Over the course of the six-week ADC school, Captain Cornwell and Millie learned to work together to identify evidence at fire scenes. Since Millie can detect hundreds of substances within 6 different categories of accelerants, she’s an extremely reliable detection resource. Before Millie, an investigator had to use burn patterns, melting temperatures and experience in deciding where and how many fire debris samples should be taken at a fire scene. But now, because Millie will alert when she senses an accelerant, fewer fire debris samples can be taken at the scene, thereby reducing the cost of testing unnecessary debris samples.

Millie lives with Captain Cornwell and his family. She is loved on and played with just like any other family pet with the exception of her feedings. She is a food reward dog, which means she must work to be fed. No one feeds her except her handler and she is only fed after she has alerted on accelerants, either through daily training scenarios or on fire scenes.
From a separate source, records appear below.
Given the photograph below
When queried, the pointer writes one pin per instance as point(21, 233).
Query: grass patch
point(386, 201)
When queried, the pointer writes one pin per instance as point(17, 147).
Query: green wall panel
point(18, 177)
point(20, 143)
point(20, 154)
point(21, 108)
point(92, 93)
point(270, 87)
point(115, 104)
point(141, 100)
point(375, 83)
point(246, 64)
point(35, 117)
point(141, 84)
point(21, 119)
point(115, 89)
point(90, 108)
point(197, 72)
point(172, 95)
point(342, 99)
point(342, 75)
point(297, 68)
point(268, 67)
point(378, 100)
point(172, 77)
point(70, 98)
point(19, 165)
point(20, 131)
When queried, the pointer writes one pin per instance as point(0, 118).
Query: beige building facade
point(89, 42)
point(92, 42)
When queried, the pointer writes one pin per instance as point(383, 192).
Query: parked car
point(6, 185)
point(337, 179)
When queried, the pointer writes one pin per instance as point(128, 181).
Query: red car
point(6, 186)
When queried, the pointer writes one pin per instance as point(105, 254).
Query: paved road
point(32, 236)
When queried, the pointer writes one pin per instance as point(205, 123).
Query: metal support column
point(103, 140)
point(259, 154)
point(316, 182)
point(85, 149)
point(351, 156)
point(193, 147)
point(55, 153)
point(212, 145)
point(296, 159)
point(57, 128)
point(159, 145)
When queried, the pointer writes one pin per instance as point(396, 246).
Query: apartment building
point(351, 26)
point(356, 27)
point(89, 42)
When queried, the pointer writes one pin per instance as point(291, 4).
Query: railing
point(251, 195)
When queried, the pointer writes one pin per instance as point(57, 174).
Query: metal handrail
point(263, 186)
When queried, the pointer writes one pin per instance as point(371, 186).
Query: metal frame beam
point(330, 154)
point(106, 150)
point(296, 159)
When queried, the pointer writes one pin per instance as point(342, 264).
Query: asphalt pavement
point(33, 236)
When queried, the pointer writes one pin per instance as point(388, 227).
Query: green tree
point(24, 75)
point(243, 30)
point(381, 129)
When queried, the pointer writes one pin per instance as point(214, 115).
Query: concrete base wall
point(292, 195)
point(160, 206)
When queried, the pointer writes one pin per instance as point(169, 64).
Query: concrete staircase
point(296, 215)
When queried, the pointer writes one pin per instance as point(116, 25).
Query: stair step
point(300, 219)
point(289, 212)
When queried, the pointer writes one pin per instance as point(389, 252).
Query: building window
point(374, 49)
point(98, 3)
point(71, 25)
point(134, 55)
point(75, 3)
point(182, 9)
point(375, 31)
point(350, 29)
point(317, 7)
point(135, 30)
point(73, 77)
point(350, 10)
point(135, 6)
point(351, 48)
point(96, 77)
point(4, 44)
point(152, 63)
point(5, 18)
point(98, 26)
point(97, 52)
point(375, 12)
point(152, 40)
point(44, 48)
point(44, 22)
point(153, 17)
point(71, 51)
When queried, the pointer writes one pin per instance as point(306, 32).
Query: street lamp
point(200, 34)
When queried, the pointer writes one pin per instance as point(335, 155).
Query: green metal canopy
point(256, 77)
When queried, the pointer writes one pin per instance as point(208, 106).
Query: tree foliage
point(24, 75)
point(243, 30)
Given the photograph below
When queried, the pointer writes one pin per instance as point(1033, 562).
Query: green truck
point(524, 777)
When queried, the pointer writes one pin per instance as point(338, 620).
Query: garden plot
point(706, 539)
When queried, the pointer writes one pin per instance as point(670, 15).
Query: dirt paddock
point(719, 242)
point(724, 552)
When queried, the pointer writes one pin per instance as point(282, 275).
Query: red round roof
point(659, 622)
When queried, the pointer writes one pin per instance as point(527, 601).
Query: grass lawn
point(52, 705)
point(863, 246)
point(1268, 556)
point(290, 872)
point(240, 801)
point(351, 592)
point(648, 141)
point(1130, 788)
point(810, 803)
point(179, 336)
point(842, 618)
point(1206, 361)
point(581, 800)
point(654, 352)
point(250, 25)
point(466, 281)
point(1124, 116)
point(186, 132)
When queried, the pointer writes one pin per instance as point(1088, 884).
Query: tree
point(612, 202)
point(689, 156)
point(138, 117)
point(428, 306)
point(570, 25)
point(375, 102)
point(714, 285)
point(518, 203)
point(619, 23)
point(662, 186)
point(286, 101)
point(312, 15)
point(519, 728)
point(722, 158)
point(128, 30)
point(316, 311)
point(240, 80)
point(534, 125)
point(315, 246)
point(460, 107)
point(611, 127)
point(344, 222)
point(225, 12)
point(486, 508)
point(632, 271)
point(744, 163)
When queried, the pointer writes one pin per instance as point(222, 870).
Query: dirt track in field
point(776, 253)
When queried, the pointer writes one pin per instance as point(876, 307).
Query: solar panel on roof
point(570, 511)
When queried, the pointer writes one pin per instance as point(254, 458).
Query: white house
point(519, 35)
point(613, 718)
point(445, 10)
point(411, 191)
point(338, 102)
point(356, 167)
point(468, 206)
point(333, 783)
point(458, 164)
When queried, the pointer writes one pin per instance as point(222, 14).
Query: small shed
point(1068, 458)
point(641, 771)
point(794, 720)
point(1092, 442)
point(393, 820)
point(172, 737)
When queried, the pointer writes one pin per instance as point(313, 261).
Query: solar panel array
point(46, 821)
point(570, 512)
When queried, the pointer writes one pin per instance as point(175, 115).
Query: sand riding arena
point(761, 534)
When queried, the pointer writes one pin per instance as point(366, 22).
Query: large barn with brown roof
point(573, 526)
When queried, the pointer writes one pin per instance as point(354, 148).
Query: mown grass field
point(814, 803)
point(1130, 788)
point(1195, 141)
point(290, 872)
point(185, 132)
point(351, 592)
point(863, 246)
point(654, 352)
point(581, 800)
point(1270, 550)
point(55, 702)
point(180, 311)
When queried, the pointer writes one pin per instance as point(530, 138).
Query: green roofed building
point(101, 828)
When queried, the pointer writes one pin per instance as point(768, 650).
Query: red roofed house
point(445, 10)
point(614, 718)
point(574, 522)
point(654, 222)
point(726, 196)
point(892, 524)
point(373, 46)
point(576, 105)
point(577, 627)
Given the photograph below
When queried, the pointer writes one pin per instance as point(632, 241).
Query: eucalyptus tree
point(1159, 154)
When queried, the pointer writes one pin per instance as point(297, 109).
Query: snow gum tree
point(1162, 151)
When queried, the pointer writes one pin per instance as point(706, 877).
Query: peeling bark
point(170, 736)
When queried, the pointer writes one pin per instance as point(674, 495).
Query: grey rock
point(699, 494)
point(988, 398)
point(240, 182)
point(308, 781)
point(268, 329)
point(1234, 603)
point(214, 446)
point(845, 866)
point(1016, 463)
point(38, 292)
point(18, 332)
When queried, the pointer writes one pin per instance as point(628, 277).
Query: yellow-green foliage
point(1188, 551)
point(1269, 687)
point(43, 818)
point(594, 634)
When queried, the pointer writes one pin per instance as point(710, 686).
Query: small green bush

Of the approximately 54 ATF accelerant detection canine teams, Captain Cornwell and Millie are the only one in the state of Kentucky. Each canine team must recertify with ATF every year to ensure they are still working well together and Captain Cornwell and Millie won the Top Dog Award in 2019, which is a rigorous competition between all ATF canine teams each year.

Millie not only works at fire scenes but also is involved in helping to teach fire safety and educating groups about various careers in the fire service. She is easily the most popular member of our department. Most accelerant detection canines work until they are 8 or 9 years old and then are usually given to their handler when the canine retires.